En cette fin d’année 2010, le sexagénaire que je suis se souvient avec émotion des cadeaux qui lui étaient faits pour le Nouvel
An. Et ces cadeaux – cavernes d’Ali Baba - étaient
pour l’essentiel des piles de livres. A huit, neuf ans j’eus droit à la
Bibliothèque Rouge et Or. Cette collection
rassemblait tous les grands de la littérature dite « de jeunesse » –
Defoe, London, Stevenson, Cooper - et bien évidemment Jules Verne. Tous
de grands auteurs, en version expurgée, mais
offerts à l’enfant que j’étais comme des friandises Je salue
aujourd’hui tous ces oncles et ces tantes qui m’ont permis d’appareiller
vers un ailleurs renouvelé. Que grâce leur soit rendue !

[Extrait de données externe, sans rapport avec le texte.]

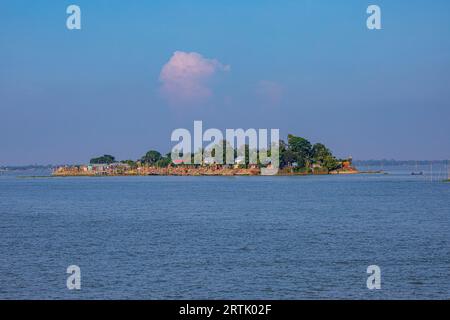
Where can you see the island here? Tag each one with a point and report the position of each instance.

Merveilleux livres et fantastiques auteurs. Je dois à leur
compagnonnage d’exception un goût indéfectible pour la lecture et une
monomanie têtue pour l’écriture. Ces derniers jours, furetant dans
la bibliothèque de mon nonagénaire de père, j’ai mis la main sur Le château des Carpathes
de Jules Verne. J’ai retrouvé la couverture rouge, fac-similé de ce
qu’était celle du grand
Hetzel. Moment miraculeux. Celui de retourner le livre entre mes
mains, d’en soupeser le poids des mots, d’en respirer la trace d’un
temps passé. Celui d’en découvrir les premières lignes pour ne
le plus lâcher. La magie de Jules Verne n’est pas dans l’écriture ou
dans le style, que je trouve aujourd’hui sans attraits, mais dans son
pur génie à nous dépayser, à nous faire voyager avec des
malles pleines, des contretemps fluviaux ou ferroviaires, des
retrouvailles avec des passagers qu’on a croisés sur un quai de départ,
le chapeau d’une dame entraperçu à la fenêtre d’un wagon-lit,
laquelle dame prendra vie trois chapitres plus loin, un télégramme
inopiné qu’un chasseur porte sur un plateau à notre héros buvant un dry
au bar de tel hôtel, bref le génie du mouvement, des
destins qui se croisent, des épisodes rocambolesques (et très
souvent véraces, donc pouvant être vrais). Car les héros de Verne sont
tous des voyageurs : des inventeurs (voyageurs de
l’esprit), des génies fous (voyageurs du progrès, de l’aventure
technique), des reporters et des explorateurs (voyageurs en quête de
scoops et de mondes perdus). Ses héroïnes sont toutes
filles ou nièces de savants, d’anthropologues ou même déjà
elles-mêmes diplômées en paléontologie. Des impatients et remuants, de
ceux qui vont a contrario des Facultés, Académies ou des
Sorbonne. Des rêveurs éveillés, mais qui prennent le train, l’avion
et le bateau pour traverser un continent, un océan ou même la
stratosphère. Verne c’est aussi un géographe qui transporte son
lecteur, celui des profondeurs comme celui des côtes découpées, des
reliefs escarpés, des fleuves remontés, des volcans et des îles. Il
s’inscrit dans le droit fil d’une saine lignée (Defoe,
Stevenson dont j’ai déjà parlés) et annonce Jack London, Conrad,
Monfreid et même un autre géographe, Gracq, qui lui s’attache aux replis
du terrain, aux môles, aux sables, aux vents et à
l’hydrographie des lieux qui donnent au Rivage des Syrtes un cousinage lointain avec L’île mystérieuse ou même avec certains passages de Michel Strogoff. Verne, c’est
un méridien que l’on vient de passer, c’est l’espace infini où la future navette spatiale de 2001, odyssée de l’espace
progresse lentement (métaphore exemplaire de l’aventure humaine),
c’est l’océan immense qui livre ses secrets et ouvre ses abysses ;
c’est une géographie de paysages naturels, de sources de fleuves
inconnus, de cratères oubliés, de rêves et de démons
humains. Verne est majeur non tant par la psychologie des
caractères, la vraisemblance des situations, la qualité du style que par
l’espace qu’il offre à tout lecteur de s’affranchir de toute
frontière – et donc de toute barrière mentale.